1.2.3-SNAPSHOT Arrow_down_16x16

get-dataset

incanter.datasets

  • (get-dataset dataset-key & options)
Returns the sample dataset associated with the given key. Most datasets
are from R's sample data sets, as are the descriptions below.

Options:

:incanter-home -- if the incanter.home property is not set when the JVM is
started (using -Dincanter.home) or there is no INCANTER_HOME
environment variable set, use the :incanter-home options to
provide the parent directory of the sample data directory.

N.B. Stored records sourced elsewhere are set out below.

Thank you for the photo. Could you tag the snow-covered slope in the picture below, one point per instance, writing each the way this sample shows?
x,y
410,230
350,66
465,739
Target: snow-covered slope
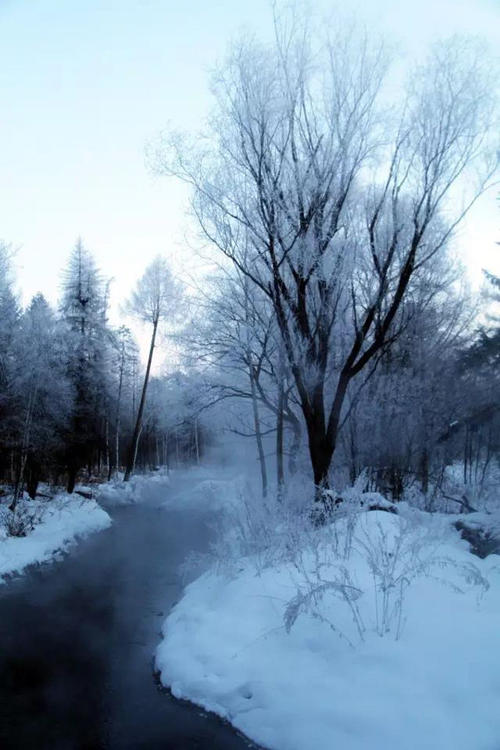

:from-repo (default false) -- If true, retrieves the dataset from the online repository
instead of locally, it will do this by default if incanter-home is not set.


Datasets:

:iris -- the Fisher's or Anderson's Iris data set gives the
measurements in centimeters of the variables sepal
length and width and petal length and width,
respectively, for 50 flowers from each of 3 species
of iris.

:cars -- The data give the speed of cars and the distances taken
to stop. Note that the data were recorded in the 1920s.

:survey -- survey data used in Scott Lynch's 'Introduction to Applied Bayesian Statistics
and Estimation for Social Scientists'

:us-arrests -- This data set contains statistics, in arrests per 100,000
residents for assault, murder, and rape in each of the 50 US
states in 1973. Also given is the percent of the population living
in urban areas.

:flow-meter -- flow meter data used in Bland Altman Lancet paper.

:co2 -- has 84 rows and 5 columns of data from an experiment on the cold tolerance
of the grass species _Echinochloa crus-galli_.

:chick-weight -- has 578 rows and 4 columns from an experiment on the effect of diet
on early growth of chicks.

:plant-growth -- Results from an experiment to compare yields (as measured by dried
weight of plants) obtained under a control and two different
treatment conditions.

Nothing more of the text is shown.